Sales of Ethanol-Blended Fuels

Efforts to allow year-round sales of fuel blended with 15 percent ethanol (E15) are accelerating at both the federal and state levels. At the federal level, the activity focuses on removing regulatory hurdles to offering E15 for sale during summer months. At the state level, legislation passed this year by the Nebraska Legislature requires retailers to feature E15 for sale under certain conditions. Given these activities, what is the current state of ethanol-blended fuel sales in U.S. and Nebraska?

A USDA report on market opportunities for ethanol-blended fuels says U.S. ethanol consumption has seen a dramatic increase since 2000 (Figure 1). Between 2005 and 2010, ethanol sales more than tripled due primarily to the enactment of the Renewable Fuel Standard (RFS) in 2005 which was expanded in 2007. Consumption has leveled off since 2010 but most gasoline sold in the U.S. still contains ethanol. The U.S. Department of Energy reports that more than 98 percent of gasoline sold in the U.S. contains some ethanol. Consumption of ethanol equaled 14.6 billion gallons in 2019 with an average blend rate of 10.2 percent. 

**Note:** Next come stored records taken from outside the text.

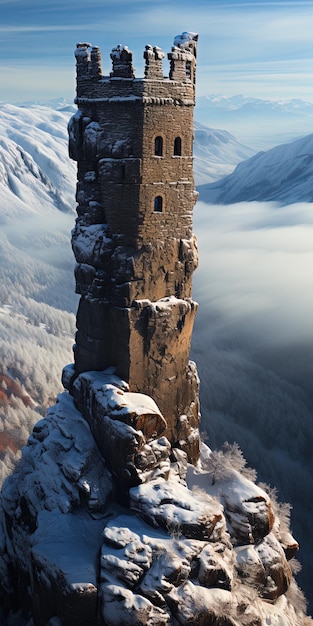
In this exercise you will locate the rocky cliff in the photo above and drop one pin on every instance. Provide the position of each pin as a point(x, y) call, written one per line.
point(105, 523)
point(116, 513)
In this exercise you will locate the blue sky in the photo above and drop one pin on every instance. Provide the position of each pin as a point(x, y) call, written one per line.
point(257, 48)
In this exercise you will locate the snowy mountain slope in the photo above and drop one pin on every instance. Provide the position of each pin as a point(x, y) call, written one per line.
point(264, 373)
point(259, 123)
point(36, 175)
point(37, 301)
point(283, 174)
point(216, 152)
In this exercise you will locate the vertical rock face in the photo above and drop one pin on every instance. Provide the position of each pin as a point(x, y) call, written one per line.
point(103, 522)
point(133, 241)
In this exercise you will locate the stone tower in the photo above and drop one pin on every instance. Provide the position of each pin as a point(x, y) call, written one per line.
point(132, 139)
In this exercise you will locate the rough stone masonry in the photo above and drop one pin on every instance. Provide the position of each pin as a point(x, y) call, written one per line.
point(133, 242)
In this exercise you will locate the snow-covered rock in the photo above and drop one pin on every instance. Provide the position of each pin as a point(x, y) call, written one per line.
point(283, 174)
point(72, 552)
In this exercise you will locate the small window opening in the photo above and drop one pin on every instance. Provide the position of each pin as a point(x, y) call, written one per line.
point(158, 146)
point(158, 204)
point(177, 146)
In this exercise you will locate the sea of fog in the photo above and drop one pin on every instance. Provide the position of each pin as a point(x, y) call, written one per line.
point(253, 344)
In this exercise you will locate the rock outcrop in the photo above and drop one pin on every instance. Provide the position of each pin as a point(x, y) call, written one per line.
point(112, 517)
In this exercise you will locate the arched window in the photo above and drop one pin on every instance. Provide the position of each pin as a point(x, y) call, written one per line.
point(158, 146)
point(158, 204)
point(177, 146)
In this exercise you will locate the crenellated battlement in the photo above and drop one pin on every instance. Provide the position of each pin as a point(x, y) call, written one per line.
point(133, 243)
point(91, 83)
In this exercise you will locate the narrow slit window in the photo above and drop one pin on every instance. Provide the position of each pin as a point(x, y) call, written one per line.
point(158, 146)
point(177, 146)
point(158, 204)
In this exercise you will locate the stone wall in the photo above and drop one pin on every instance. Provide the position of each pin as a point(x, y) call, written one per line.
point(133, 241)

Source: Assessing Future Market Opportunities and Challenges for E15 and Higher Ethanol Blends, Office of the Chief Economist, USDA, May 2022.

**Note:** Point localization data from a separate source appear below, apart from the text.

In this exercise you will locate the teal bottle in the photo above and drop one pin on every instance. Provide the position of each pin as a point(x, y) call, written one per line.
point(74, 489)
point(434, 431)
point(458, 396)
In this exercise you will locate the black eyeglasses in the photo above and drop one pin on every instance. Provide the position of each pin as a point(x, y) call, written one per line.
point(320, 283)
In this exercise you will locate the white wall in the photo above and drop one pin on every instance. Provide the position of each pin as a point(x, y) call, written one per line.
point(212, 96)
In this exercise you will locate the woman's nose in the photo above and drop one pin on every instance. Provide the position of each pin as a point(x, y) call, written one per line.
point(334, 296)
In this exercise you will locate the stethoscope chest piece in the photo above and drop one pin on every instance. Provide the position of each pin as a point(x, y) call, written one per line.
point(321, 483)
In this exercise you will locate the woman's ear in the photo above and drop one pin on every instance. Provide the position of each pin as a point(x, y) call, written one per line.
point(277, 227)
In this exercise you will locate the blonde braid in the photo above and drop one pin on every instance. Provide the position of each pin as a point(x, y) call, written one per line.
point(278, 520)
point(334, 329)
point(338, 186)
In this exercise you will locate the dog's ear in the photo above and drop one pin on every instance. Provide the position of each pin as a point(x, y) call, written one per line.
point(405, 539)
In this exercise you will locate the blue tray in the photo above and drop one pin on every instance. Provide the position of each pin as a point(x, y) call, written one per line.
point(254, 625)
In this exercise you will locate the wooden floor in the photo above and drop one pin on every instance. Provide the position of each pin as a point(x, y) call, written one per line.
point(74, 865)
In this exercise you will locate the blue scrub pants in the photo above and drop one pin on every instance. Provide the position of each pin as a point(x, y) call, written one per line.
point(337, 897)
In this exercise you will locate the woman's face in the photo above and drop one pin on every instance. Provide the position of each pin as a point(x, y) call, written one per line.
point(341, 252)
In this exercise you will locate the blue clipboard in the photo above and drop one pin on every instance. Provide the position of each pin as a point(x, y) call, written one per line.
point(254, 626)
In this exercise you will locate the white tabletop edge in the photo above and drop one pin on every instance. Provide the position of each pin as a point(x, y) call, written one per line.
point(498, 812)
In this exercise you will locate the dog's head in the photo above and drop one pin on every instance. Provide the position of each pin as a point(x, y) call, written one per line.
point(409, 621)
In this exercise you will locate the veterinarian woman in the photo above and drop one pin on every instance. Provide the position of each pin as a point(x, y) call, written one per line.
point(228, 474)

Nebraska ethanol consumption parrots U.S. figures. Since January 2019, taxable sales of gasoline have averaged 75 million gallons per month according to the Nebraska Department of Revenue. Of this, 87 percent, or 65 million gallons, was an ethanol blend with a monthly penetration of ethanol-blended fuels ranging between 82-90 percent (Figure 2). Assuming ethanol fuel sold in the state is a 10 percent blend, this would equate to an average of 6.5 million gallons of ethanol sold each month. Nebraska ethanol facilities have the capacity to produce 187 million gallons per month. So, most ethanol produced in Nebraska flows out of state.

Increasing fuel efficiency and the growing popularity of hybrid and electric vehicles will reduce gasoline consumption in the future. California is requiring all new passenger vehicles sold in the state in 2030 to be zero emission. President Biden wants 67 percent of the new cars sold in 2032 to be electric vehicles. The Energy Information Agency projects gasoline consumption will decline by 19 percent through 2050. Given these happenings, ethanol consumption will decline too unless higher blends are used, or alternative uses developed. Nebraska, as the nation’s second-largest ethanol producing state, has a keen interest in boosting usage and increasing accessibility to ethanol.